The National Human Trafficking Hotline reported 7,500 tips of human trafficking in 2016 alone, up from 5,500 in 2015. The U.S. Department of Defense calls it the world's fastest growing crime, Dignity Health wrote in a news release. In fiscal year 2016, Dignity Health staff identified at least 31 people with high or moderate indicator levels of human trafficking victimization.

Healthcare providers can play an important role in intervention. A study in the Annals of Health Law found nearly 88 percent of sex trafficking survivors reported having some form of contact with healthcare professionals while they were trafficked.

"Trafficked persons are often overlooked even though most survivors report that they have visited a healthcare setting at least once while being trafficked," said Holly Gibbs, Director of the Dignity Health HTR Program and a human trafficking survivor. "Dignity Health has developed a victim-centered, trauma-informed program based on actual cases because we believe that healthcare providers can provide a critical step in identifying and supporting trafficked persons. Our goal is to share our best practices with other systems so that one day human trafficking response programs like ours will be a standard offering at all hospitals and healthcare facilities across the country."

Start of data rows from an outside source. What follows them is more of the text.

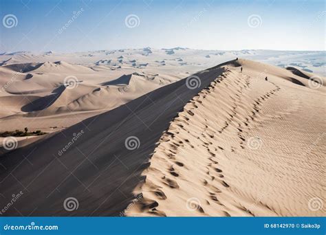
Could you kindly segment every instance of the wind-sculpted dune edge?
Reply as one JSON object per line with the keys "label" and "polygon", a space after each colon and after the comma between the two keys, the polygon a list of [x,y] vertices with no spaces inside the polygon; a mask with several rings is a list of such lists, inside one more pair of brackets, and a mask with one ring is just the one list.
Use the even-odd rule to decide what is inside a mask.
{"label": "wind-sculpted dune edge", "polygon": [[23,194],[3,216],[325,215],[309,81],[231,60],[7,153],[0,207]]}

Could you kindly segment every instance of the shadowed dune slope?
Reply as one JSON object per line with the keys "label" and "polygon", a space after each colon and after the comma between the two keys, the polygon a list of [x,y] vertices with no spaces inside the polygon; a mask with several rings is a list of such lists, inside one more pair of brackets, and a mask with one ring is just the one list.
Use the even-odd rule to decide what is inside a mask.
{"label": "shadowed dune slope", "polygon": [[[24,192],[17,210],[11,208],[6,215],[118,215],[144,180],[141,173],[170,122],[224,70],[199,75],[198,88],[189,89],[182,80],[1,156],[3,197]],[[126,148],[130,136],[139,139],[138,148]],[[78,210],[64,209],[69,197],[78,199]]]}
{"label": "shadowed dune slope", "polygon": [[247,60],[195,75],[1,156],[0,206],[23,192],[4,215],[325,215],[309,204],[325,192],[323,87]]}

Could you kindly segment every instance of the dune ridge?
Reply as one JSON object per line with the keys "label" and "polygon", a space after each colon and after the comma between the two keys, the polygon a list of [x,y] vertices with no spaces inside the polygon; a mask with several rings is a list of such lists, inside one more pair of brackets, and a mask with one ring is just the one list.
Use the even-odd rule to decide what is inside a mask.
{"label": "dune ridge", "polygon": [[194,76],[3,155],[3,196],[24,190],[6,215],[325,214],[309,208],[324,192],[323,87],[243,59]]}

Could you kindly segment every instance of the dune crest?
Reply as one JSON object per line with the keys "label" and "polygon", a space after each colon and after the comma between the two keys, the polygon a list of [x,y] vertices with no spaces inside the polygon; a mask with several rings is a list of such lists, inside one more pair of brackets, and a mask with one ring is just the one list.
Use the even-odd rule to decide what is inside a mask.
{"label": "dune crest", "polygon": [[325,91],[289,78],[239,59],[158,88],[3,155],[2,193],[33,216],[325,214]]}

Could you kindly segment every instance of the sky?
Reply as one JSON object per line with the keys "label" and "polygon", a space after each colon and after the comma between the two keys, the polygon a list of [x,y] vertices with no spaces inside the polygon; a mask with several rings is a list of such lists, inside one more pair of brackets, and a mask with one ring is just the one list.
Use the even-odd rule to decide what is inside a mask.
{"label": "sky", "polygon": [[323,0],[0,0],[0,52],[325,50]]}

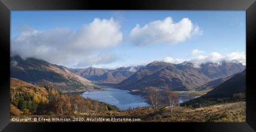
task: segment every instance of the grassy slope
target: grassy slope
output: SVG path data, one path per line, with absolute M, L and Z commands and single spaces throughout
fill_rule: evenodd
M 72 115 L 30 116 L 33 118 L 80 117 L 83 118 L 85 119 L 87 118 L 95 117 L 102 117 L 105 119 L 111 118 L 140 118 L 140 121 L 142 122 L 245 122 L 245 102 L 239 101 L 202 108 L 188 108 L 184 107 L 176 107 L 174 108 L 173 114 L 171 113 L 168 107 L 165 107 L 162 108 L 165 109 L 164 110 L 155 114 L 152 114 L 153 110 L 151 108 L 141 107 L 134 110 L 91 111 L 86 113 Z M 27 117 L 28 116 L 22 116 L 19 118 Z

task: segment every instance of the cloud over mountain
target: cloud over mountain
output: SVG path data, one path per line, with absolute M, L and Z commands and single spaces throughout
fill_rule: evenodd
M 130 33 L 130 40 L 137 45 L 160 42 L 175 44 L 193 36 L 200 35 L 202 31 L 188 18 L 175 23 L 171 17 L 153 21 L 141 27 L 137 24 Z
M 193 52 L 192 51 L 191 53 Z M 198 50 L 199 51 L 202 51 Z M 219 63 L 223 60 L 236 60 L 241 63 L 243 65 L 246 65 L 246 55 L 243 52 L 233 52 L 227 54 L 226 56 L 217 52 L 212 52 L 207 56 L 202 55 L 195 55 L 191 59 L 187 60 L 180 58 L 174 58 L 171 57 L 166 57 L 162 60 L 163 61 L 174 64 L 182 63 L 185 61 L 189 61 L 195 63 L 201 63 L 206 62 Z
M 191 51 L 190 53 L 190 56 L 195 56 L 198 54 L 201 54 L 205 53 L 206 52 L 204 51 L 199 50 L 198 49 L 195 49 Z
M 111 18 L 95 18 L 77 31 L 67 28 L 45 31 L 29 29 L 12 40 L 11 54 L 63 65 L 82 64 L 85 67 L 95 63 L 110 63 L 115 60 L 115 55 L 99 52 L 122 42 L 120 29 L 119 23 Z

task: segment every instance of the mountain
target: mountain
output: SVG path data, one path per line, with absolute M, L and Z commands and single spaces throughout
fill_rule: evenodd
M 130 77 L 119 83 L 118 85 L 120 87 L 129 89 L 133 87 L 143 78 L 160 71 L 170 65 L 171 64 L 169 63 L 154 61 L 137 71 Z
M 241 72 L 245 66 L 235 60 L 224 60 L 219 63 L 208 62 L 200 65 L 201 71 L 210 78 L 216 79 Z
M 130 77 L 143 66 L 122 67 L 115 69 L 89 67 L 72 70 L 76 74 L 98 82 L 117 83 Z
M 92 80 L 96 79 L 110 70 L 105 68 L 90 67 L 85 69 L 70 69 L 73 72 L 83 78 Z
M 202 72 L 189 65 L 169 63 L 160 71 L 144 76 L 130 88 L 154 87 L 166 90 L 187 90 L 209 80 Z
M 152 86 L 163 89 L 188 90 L 216 79 L 241 72 L 245 68 L 241 63 L 226 60 L 219 63 L 203 63 L 199 67 L 187 61 L 178 64 L 154 61 L 117 86 L 128 89 L 143 89 Z M 221 80 L 211 83 L 218 81 L 220 82 Z
M 93 89 L 92 82 L 73 73 L 68 68 L 33 58 L 11 58 L 11 77 L 39 85 L 49 85 L 63 90 Z
M 235 75 L 202 97 L 204 99 L 232 97 L 233 94 L 245 92 L 246 69 Z
M 194 107 L 244 99 L 246 92 L 246 69 L 226 80 L 206 94 L 181 104 Z
M 195 88 L 195 89 L 197 90 L 202 90 L 207 89 L 214 89 L 223 82 L 231 78 L 234 75 L 234 74 L 233 74 L 227 77 L 221 78 L 210 81 L 203 85 Z

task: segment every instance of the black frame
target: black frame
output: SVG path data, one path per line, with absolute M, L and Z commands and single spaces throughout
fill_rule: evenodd
M 253 59 L 255 49 L 256 37 L 256 2 L 255 0 L 120 0 L 119 1 L 97 0 L 0 0 L 0 43 L 1 50 L 1 83 L 0 88 L 0 130 L 3 132 L 52 131 L 54 130 L 73 130 L 77 127 L 87 129 L 92 127 L 95 130 L 114 129 L 109 126 L 120 127 L 124 123 L 10 123 L 10 15 L 14 10 L 246 10 L 246 123 L 161 123 L 158 128 L 167 128 L 175 127 L 182 130 L 206 132 L 255 132 L 256 130 L 256 89 L 253 85 L 253 75 L 256 73 Z M 252 77 L 251 78 L 249 77 Z M 89 124 L 88 124 L 89 123 Z M 70 124 L 74 126 L 70 127 Z M 128 125 L 139 128 L 152 128 L 147 123 L 131 123 Z M 155 125 L 155 123 L 152 123 Z M 141 127 L 141 125 L 145 125 Z M 124 126 L 125 130 L 136 130 Z M 133 129 L 130 130 L 130 129 Z M 136 129 L 136 130 L 135 130 Z M 176 130 L 178 130 L 176 129 Z M 82 129 L 83 130 L 83 129 Z M 174 129 L 169 129 L 174 130 Z M 123 130 L 119 129 L 122 130 Z

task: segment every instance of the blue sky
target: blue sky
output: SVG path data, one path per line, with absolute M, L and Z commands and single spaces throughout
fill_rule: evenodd
M 245 11 L 13 11 L 11 51 L 69 68 L 155 60 L 236 60 L 245 65 Z

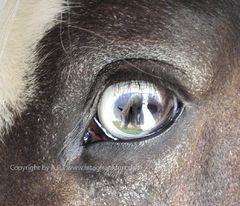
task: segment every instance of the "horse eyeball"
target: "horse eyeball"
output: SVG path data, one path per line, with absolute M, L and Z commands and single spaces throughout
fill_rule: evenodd
M 134 140 L 159 132 L 177 111 L 178 99 L 169 89 L 145 81 L 126 81 L 105 89 L 97 121 L 115 140 Z

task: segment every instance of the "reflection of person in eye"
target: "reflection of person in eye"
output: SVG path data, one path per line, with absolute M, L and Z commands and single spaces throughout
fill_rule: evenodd
M 131 123 L 132 126 L 140 125 L 140 114 L 142 111 L 142 98 L 138 95 L 130 97 L 121 110 L 121 128 L 127 128 Z

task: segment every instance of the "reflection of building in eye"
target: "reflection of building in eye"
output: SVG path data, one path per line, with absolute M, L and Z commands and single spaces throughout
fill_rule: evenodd
M 130 97 L 124 107 L 119 109 L 121 110 L 121 128 L 127 128 L 129 124 L 140 125 L 142 98 L 139 95 Z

Dignity Health launched its HTR Program in 2014 across the system to educate staff, implement protocols and strengthen communities against human trafficking. The program includes educational modules and victim response procedures that engage hospital staff and physicians, first responders and the community. So far the HTR Program has been implemented in nearly 40 Dignity Health hospitals across three states. Implementation began in emergency departments, followed by labor and delivery and postpartum departments. The health system's leaders are now working on establishing the program in its clinic settings, physician offices, residency clinics, community centers, outreach sites and a sexual assault treatment center.